Now Hezbollah officials and associates are describing a previously unknown role for Mughniyeh: Far from being too busy fleeing enemies, he was a key commander for Hezbollah in its 2006 war with Israel.AP can't call the thug, or the group, terrorists, even after the incontrovertible proof.
He was among the leading military and security strategists — if not the very top himself — of the group and a member of its decision-making committee, according to those who had knowledge of Mughniyeh before he was killed Feb. 12 in Damascus.
"Hezbollah's top architect of that war was Imad Mughniyeh," Anis Naccache, a 57-year-old longtime associate, told The Associated Press. "You can say he was like a staff general (chief of staff)."
In a speech Friday, Hezbollah leader Hassan Nasrallah credited Mughniyeh with leading the group to two victories — the 2006 war and a Hezbollah guerrilla war in 2000 that led to the withdrawal of Israeli troops from its last positions in southern Lebanon.
In the 1980s, Mughniyeh was notorious in the West. He was accused of plotting suicide bombings of the U.S. Embassy and bases of U.S. and French troops that killed hundreds, as well as the kidnappings of dozens of Westerners in Beirut.
The last attacks he is believed to have directed were suicide bombings in the 1990s against the Israeli Embassy and a Jewish center in Argentina that killed more than 100 people and a bombing in Khobar, Saudi Arabia, that killed 19 Americans.

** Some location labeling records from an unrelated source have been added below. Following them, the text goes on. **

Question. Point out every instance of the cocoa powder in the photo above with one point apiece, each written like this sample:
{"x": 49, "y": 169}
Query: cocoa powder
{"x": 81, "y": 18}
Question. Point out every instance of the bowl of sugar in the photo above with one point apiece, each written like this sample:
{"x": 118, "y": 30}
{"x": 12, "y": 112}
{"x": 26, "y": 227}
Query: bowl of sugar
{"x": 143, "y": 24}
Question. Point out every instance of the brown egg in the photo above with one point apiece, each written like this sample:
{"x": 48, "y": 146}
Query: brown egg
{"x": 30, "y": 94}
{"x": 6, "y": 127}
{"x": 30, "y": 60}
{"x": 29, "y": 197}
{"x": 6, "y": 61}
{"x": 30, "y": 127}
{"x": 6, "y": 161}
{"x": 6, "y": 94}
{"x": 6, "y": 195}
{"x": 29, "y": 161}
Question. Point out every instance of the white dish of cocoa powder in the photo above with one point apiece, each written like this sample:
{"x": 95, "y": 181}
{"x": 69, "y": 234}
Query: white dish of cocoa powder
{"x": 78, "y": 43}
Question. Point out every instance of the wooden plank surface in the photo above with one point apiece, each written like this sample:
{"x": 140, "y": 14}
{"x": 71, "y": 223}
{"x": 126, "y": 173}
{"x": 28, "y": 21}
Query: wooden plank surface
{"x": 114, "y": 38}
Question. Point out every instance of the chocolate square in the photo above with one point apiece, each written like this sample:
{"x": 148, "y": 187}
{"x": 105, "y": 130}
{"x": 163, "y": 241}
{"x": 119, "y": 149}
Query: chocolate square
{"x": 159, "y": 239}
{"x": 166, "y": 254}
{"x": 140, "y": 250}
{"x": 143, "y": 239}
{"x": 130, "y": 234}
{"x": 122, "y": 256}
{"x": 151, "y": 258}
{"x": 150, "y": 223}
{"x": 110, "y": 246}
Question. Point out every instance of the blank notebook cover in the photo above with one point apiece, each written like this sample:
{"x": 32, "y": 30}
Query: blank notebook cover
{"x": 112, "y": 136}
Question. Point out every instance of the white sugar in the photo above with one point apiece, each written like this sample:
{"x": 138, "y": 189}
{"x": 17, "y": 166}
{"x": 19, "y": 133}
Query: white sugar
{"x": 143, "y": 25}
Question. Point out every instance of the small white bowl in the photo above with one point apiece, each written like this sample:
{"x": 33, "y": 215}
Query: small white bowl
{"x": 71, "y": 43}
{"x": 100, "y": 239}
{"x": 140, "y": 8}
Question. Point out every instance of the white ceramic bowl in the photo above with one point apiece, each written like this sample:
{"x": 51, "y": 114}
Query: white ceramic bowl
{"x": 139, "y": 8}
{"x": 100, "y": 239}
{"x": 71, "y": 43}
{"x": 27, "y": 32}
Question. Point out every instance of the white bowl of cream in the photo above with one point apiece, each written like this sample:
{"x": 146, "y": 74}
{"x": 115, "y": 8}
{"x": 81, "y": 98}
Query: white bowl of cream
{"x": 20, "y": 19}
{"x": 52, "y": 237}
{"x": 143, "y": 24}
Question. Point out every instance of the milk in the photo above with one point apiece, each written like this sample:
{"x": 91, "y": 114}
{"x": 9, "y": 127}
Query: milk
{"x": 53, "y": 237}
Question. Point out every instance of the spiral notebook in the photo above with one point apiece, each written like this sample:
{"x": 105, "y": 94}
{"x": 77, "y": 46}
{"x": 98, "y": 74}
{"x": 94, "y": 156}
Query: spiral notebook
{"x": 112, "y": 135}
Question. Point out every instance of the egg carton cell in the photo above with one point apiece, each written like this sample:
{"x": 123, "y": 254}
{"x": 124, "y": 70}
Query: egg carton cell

For years, Hezbollah said almost nothing about him. But after his death, the group has embraced him as a hero — to a degree that surprised some Lebanese who believed Hezbollah would not want to revive memories of its past association with terrorism.
And his replacement in Hizbullah will try to do the same. Hizbullah's intentions haven't changed, and the UN continues to fail to carry out its obligations under UN SCR 1701. Lebanon continues to be torn apart by Hizbullah's presence, which is another avenue by which Syria profits.